Functional Safety Requirements and Design Flow
Functional safety refers to taking active measures for achieving the required risk reduction in two spheres: reliability and active safety.
This paper focuses only on how functional safety is deployed in the traditional RTL-to-GDS flow. In this section, we will review how functional safety analysis is used in the hardware design and verification flow to achieve the required risk reduction, i.e., the required hardware safety metrics.
FMEDA drives design exploration to meet the functional safety targets. In fact, by looking at failure modes and their metrics, it tells where to focus the design effort for meeting the constraints. It also directs the fault injection campaigns to get a direct, more accurate evaluation of the safety mechanism diagnostic coverage. DFA is performed instead, to ensure that proper measures are taken during the RTL-to-GDS flow to guarantee independence and avoid common-cause failures.
The selection of the best safety mechanism for a specific building block needs careful analysis of the tradeoffs between effectiveness and cost as power consumption, area, safety metrics, and timing performance all must be evaluated.
Safety mechanisms can be software tests implemented in the software stack, or hardware tests that are manually crafted into the RTL, or automatically inserted through the design flow.

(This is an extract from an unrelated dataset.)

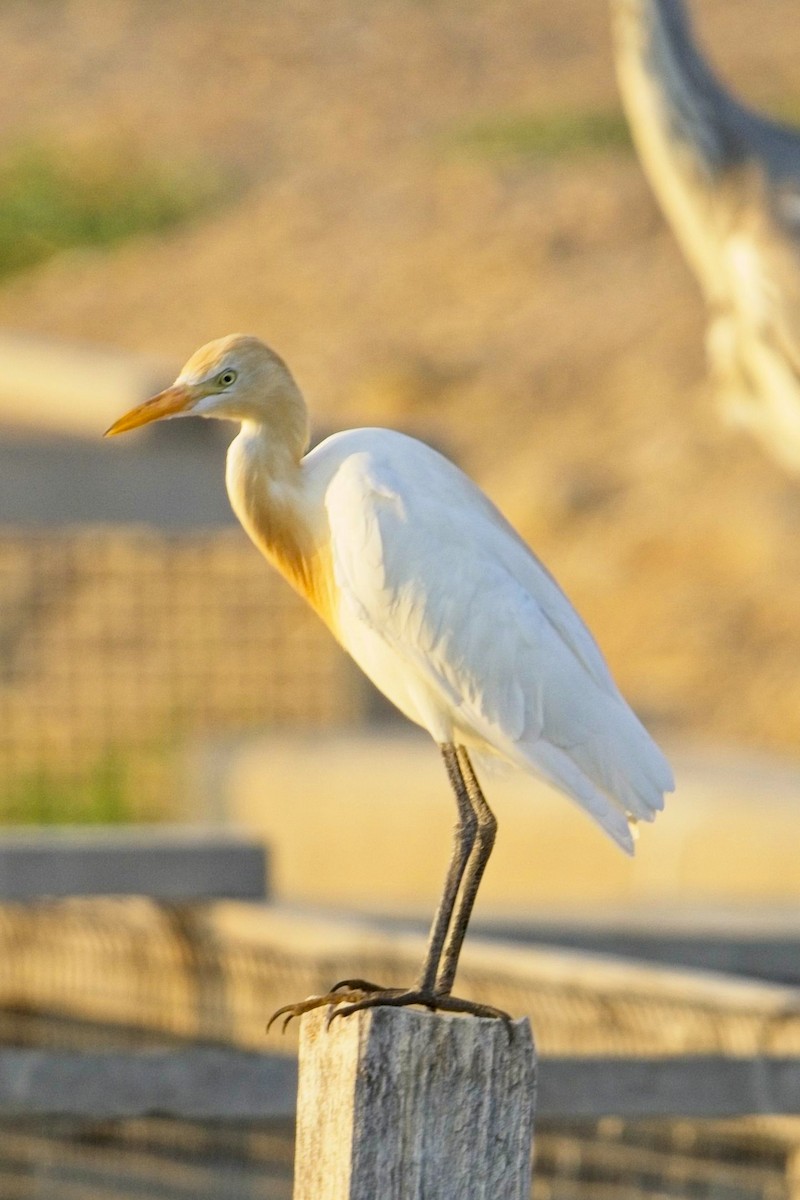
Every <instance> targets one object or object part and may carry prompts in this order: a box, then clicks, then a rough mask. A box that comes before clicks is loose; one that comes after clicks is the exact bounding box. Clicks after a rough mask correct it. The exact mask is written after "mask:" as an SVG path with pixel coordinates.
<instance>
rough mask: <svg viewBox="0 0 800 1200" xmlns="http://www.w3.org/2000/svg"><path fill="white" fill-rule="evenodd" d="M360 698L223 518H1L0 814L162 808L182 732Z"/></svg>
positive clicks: (11, 814) (0, 587) (353, 672)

This paper only focuses on the latter.
Design and Implementation
The most notable example of safety mechanism already automated in the design flow is the BIST, used for automotive in-system/field testing for lifetime reliability to achieve the desired ASIL.
There are two general categories of BIST techniques for testing random logic (Wang). They have different impacts on the safety metrics and require different timing performance:
• Online BIST: This test is performed when the functional circuitry is in normal operational mode (mission mode). It contributes to the SPFM metric and has more stringent timing requirements because it must complete within the DTI.
• Offline BIST: This test is performed when the functional circuitry is not in normal mode, e.g., during power-on reset at the engine startup. It contributes to the LFM and timing requirements are more relaxed.
Challenges to be addressed during BIST integration are speed testing capabilities, power consumption, area, routing minimization, and ASIL target (Wang). The integration of compression techniques provides quality and efficient sharing of resources (Pateras).
Although correlated, the test coverage estimated during BIST insertion is not exactly the DC required by the ISO 26262 metrics; functional safety verification might be needed to accurately measure the DC. Referring to the AEB system example in Figure 5, BIST can be used to avoid accumulation faults in the cache of a CPU (a typical issue in complex microprocessors).
Another example of a safety mechanism is the triple modular redundancy (TMR) technique. In this case, the logic (memory cell) sensitive to single-event-upsets is tripled and voters are placed at the outputs to identify the correct value (Ruano). Figure 6 shows a TMR architecture applied at the flip-flop level: this technique covers both SPFM and LFM for the sequential elements that are triplicated.
Whenever the safety architecture is based on hardware redundancy, DFA needs to be performed to address common-cause failure due to random physical root causes: essentially, logical independence needs to translate into physical independence
Another safety mechanism based on redundancy is the dual-core lockstep (DCLS), also mentioned in Table 2. Both shared resources (e.g., power supply, clock, reset signal) and single physical root cause must be considered as potential common cause failures and require special design techniques to keep a high achievable DC.
Figure 7 reports examples of countermeasures to address the common cause failure at the functional level, such as timing diversity and outputs inversion. It also shows layout techniques to avoid cross-talk or guarantee strong isolation between redundant blocks (e.g., ring barrier). Several place and route constraints are implemented to guarantee physical independence, e.g., same value register spacing and safety coloring for power-domain routing.
Figure 8 shows an example of a design implemented with and without functional safety routing constraints using the Cadence® Innovus™ Implementation System: the bottom-left region is the main copy of a block, while the top-right region is the replica inserted for redundancy. By guaranteeing that wires belonging to the main block can never go into the top-right region, the redundant blocks are physically independent by construction and meet requirements of the DFA.